Indeed. Exactly what is one saying when she claims she is being "compelled?"

If no external authority forces the employer to provide health insurance to employees, then in what sense is the employer being "compelled" to perform contrary to her religious belief? Is she not free to provide employees equivalent salary in lieu of health benefits?

If Moyers' website description of the issue was snarky (it was), then Prof. Althouse's exceeded tolerable limits for glibness, if you will excuse the circumlocution.

Naut Right said...

The Supremes have said the First Amendment applies to corporations with regard to speech.

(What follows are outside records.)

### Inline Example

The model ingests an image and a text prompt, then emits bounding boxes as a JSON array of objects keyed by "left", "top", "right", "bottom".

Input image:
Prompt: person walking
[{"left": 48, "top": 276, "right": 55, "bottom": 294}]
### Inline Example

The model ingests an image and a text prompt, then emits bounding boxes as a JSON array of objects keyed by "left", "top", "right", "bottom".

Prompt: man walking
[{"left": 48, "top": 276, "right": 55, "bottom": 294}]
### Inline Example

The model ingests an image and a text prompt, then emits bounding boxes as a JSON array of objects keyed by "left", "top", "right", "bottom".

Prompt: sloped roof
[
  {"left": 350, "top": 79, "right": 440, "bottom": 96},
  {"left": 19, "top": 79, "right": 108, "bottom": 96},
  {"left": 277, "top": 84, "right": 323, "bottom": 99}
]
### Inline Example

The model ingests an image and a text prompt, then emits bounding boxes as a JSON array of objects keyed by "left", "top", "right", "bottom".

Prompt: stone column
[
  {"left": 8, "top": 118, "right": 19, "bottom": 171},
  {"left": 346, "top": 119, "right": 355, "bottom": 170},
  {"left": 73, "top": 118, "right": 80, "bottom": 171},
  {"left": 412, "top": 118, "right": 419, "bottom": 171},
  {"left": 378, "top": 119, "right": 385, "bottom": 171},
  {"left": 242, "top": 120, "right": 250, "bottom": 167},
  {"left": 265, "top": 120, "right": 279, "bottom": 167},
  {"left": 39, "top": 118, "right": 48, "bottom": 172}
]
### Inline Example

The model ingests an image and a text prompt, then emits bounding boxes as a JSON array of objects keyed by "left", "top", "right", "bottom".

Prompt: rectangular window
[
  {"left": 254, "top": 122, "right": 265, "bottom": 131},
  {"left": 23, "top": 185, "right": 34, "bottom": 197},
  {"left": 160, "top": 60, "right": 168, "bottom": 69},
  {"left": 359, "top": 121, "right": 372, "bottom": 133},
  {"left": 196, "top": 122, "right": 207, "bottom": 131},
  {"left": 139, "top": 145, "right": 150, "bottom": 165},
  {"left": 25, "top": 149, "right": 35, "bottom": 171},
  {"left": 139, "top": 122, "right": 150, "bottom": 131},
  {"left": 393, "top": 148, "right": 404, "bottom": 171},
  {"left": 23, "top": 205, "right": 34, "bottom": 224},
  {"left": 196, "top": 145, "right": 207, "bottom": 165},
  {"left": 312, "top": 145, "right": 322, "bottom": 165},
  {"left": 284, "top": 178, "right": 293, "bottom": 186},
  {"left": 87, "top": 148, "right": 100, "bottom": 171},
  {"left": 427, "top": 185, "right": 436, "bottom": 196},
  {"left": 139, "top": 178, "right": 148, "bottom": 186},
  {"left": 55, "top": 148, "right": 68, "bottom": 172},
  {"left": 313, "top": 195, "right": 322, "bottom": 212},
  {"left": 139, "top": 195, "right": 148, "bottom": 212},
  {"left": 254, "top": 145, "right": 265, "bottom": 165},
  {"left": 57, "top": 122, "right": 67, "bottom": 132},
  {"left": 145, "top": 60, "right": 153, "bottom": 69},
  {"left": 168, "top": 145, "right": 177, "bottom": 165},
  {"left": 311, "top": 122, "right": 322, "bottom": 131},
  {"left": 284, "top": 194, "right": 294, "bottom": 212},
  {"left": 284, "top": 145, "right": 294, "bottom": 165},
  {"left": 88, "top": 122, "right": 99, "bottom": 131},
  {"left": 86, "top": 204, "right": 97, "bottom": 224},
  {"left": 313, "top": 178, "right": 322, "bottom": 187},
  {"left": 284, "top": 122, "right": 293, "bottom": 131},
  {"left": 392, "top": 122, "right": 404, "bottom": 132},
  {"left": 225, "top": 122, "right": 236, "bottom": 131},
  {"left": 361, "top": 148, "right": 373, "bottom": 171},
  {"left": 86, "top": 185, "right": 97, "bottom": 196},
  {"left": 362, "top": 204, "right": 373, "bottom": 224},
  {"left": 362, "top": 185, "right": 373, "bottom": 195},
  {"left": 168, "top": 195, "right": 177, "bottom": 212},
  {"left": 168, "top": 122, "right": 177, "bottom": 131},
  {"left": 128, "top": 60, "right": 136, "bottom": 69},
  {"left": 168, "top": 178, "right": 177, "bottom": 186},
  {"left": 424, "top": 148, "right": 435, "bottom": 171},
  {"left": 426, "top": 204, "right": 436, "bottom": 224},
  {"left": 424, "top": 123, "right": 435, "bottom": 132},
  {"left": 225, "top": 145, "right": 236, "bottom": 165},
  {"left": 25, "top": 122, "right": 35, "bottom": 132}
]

Should they chose to dismember the First and corporations with regard to free expression and prohibition against making any law disrespecting, well, funny that.

Micha Elyi said...

If you were doing something you sincerely believed God would send you to hell for doing, do you think that by setting up a corporation to conduct that activity, God would not count it against you?

"I don't see the problem. Jews hire goys to turn lights on and off for them on the Sabbath, and God is cool with that."--Smilin' Jack

Nice try, smiley, but Jewish religious law in its entirety never applied to non-Jews.